Award-winning sports journalist Kindred (Glove Stories, 2002, etc.) captures the spirit of an era in intersecting biographies of two truly irrepressible personalities. The author, who knew both Ali and Cosell, might be accused of forcing them together here, as each has been the subject of numerous other books, including their own. What common bond, after all, could the offspring of Russian-Jewish immigrants to Brooklyn have with a Kentucky sign-painter's son 24 years his junior? Kindred quickly answers this question, and dispels any doubts about his project, with a vast barrage of anecdotes, testimonials and riveting summaries of media events that freeze the essential moments as two ambitious careers collide and meld in a decades-long dance of sometimes brilliant and often shameless mutual exploitation.
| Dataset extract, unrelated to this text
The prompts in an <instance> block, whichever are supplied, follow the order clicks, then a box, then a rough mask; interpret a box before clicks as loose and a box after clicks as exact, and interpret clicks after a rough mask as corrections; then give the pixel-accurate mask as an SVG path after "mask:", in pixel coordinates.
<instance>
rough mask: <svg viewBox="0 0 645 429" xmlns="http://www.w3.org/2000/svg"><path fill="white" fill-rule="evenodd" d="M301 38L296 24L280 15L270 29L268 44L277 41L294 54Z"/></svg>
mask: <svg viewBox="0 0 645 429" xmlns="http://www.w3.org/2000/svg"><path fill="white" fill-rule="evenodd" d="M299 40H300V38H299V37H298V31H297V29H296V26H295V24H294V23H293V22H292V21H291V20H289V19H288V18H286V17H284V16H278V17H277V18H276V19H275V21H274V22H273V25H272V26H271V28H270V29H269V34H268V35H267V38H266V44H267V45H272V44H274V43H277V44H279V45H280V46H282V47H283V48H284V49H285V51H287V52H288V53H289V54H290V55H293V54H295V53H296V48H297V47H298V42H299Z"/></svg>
Immediately after their first encounter in the early 1960s, the bombastic doggerel of Cassius Marcellus Clay Jr., a 20-year-old Olympic heavyweight champ turned pro, and the sesquipedalian arrogance of Cosell, an apostate attorney dreaming of a media spotlight as the prototypical sports journalist, became an irresistible attraction for a TV nation hungering for "telling it like it is." With Cosell pushing Clay, soon to rename himself Ali, with intimidating questions about his unorthodox boxing style ("Are you, in fact, afraid of being hit?"), and Clay in turn threatening to snatch off his mock adversary's obvious toupee on camera, the show boomed along into the big time. When Ali turned Muslim draft-resister, Cosell, almost alone, stayed in his corner. As fans of both remember, and Kindred well documents, the lows inevitably came. For example, a past-his-prime Ali suppressing a medicalexam that showed neurologically impaired coordination, only to be pummeled by undefeated champ Larry Holmes. Or Cosell being accosted by frustrated broadcasting partner Al Michaels after downing the better part of a bottle of vodka during a baseball game. Nicely written insider's compendium on the men, their times and TV's impact on sports.